Prison officer suing after working without pay

Justin Tarovisky, a federal correctional officer in West Virginia, is one of the plaintiffs in a lawsuit against the US government claiming the government shutdown is a violation of the Fair Labor Standards Act.

Posted: Jan 9, 2019 12:37 PM
Updated: Jan 9, 2019 12:51 PM

One main lesson of government shutdowns is that people who make their living by working for the federal government live not just in Washington, DC, and the states surrounding the nation's capital, but around the country.

That's evident in the Transportation Security Administration workers calling in sick to airports across the country.

CNN has been documenting the stories of federal workers and contractors, many of whom are either furloughed or working without pay, like TSA officer Jessica Caraballo, who had been driving for Uber and thought she got a break -- full-time work with benefits.

But while Caraballo and other federal workers will likely get back pay, that won't help with the bills due now.

Those bills will be coming due nationwide. There are federal workers like Caraballo in every single US state, according to data on Cabinet departments compiled by the Office of Personnel Management.

This is not an exhaustive picture, however, because there are government workers who work for agencies like the Environmental Protection Agency and NASA that are independent of other departments and employ more than 10,000 workers each. For simplicity in using OPM's data and to illustrate that federal workers are spread nationwide, the map above shows only employees in affected Cabinet agencies like the Department of Justice or Homeland Security. Adding workers from those other smaller affected agencies would not markedly change that picture.

Another way to consider where the federal workers are is to change the map to show federal workers per 100,000 workers, according to the Department of Labor data. By that measure, the importance of federal workers in large states like California and Texas is lessened, but their importance in smaller states like Montana becomes clear.

Most federal workers at Cabinet agencies make more than the national average income, but they're not rich, according to the OPM data.

Many other Americans also draw their living from the federal government, but not in a full-time capacity. Rather, they are contractors, like Julie Burr, an administrative assistant for the Department of Transportation in Kansas City, Missouri, who worries no back pay may come when the shutdown finally ends. Burr told CNN's Brianna Keilar on Monday she's already depleted her savings more than two weeks into the partial shutdown. She set up a GoFundMe page so friends could help her pay rent this month.

President Donald Trump said he could relate to the problems of people like Caraballo and Burr.
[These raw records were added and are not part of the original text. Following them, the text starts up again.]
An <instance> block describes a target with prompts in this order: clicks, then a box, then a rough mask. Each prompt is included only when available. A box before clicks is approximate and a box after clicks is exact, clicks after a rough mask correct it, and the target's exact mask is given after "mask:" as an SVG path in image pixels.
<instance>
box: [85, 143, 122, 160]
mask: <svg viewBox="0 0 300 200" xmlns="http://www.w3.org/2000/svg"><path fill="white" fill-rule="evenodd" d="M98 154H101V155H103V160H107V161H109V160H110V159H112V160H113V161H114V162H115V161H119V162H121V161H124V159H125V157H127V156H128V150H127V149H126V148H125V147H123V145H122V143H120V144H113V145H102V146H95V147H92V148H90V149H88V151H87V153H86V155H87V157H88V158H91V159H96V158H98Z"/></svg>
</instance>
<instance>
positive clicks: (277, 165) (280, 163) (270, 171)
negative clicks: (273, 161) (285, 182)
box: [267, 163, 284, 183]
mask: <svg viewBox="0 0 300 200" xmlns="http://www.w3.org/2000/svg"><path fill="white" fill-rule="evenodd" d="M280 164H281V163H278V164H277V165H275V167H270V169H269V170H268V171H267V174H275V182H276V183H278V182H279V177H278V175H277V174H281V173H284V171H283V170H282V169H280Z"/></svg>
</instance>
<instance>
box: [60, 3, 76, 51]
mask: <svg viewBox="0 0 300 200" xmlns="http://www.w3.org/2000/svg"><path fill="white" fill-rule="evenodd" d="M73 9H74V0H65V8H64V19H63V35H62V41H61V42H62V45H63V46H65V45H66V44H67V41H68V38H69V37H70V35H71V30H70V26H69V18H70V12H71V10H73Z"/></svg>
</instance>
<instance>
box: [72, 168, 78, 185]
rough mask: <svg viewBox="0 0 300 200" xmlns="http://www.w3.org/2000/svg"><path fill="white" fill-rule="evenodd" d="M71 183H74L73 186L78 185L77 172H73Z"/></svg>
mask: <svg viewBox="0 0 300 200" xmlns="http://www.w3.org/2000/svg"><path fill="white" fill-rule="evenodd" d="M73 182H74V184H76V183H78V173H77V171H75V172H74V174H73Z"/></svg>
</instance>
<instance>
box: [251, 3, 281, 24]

"I can relate, and I'm sure that the people that are on the receiving end will make adjustments, they always do, and they'll make adjustments," Trump said over the weekend. "People understand exactly what's going on. But many of those people that won't be receiving a paycheck, many of those people agree 100% with what I'm doing."

Burr doesn't.

"I find it very hard that a billionaire relate to anyone who lives possibly paycheck to paycheck," she said. "Which many of the American people do, so that's hard to relate to him saying that. I just want to get back to work."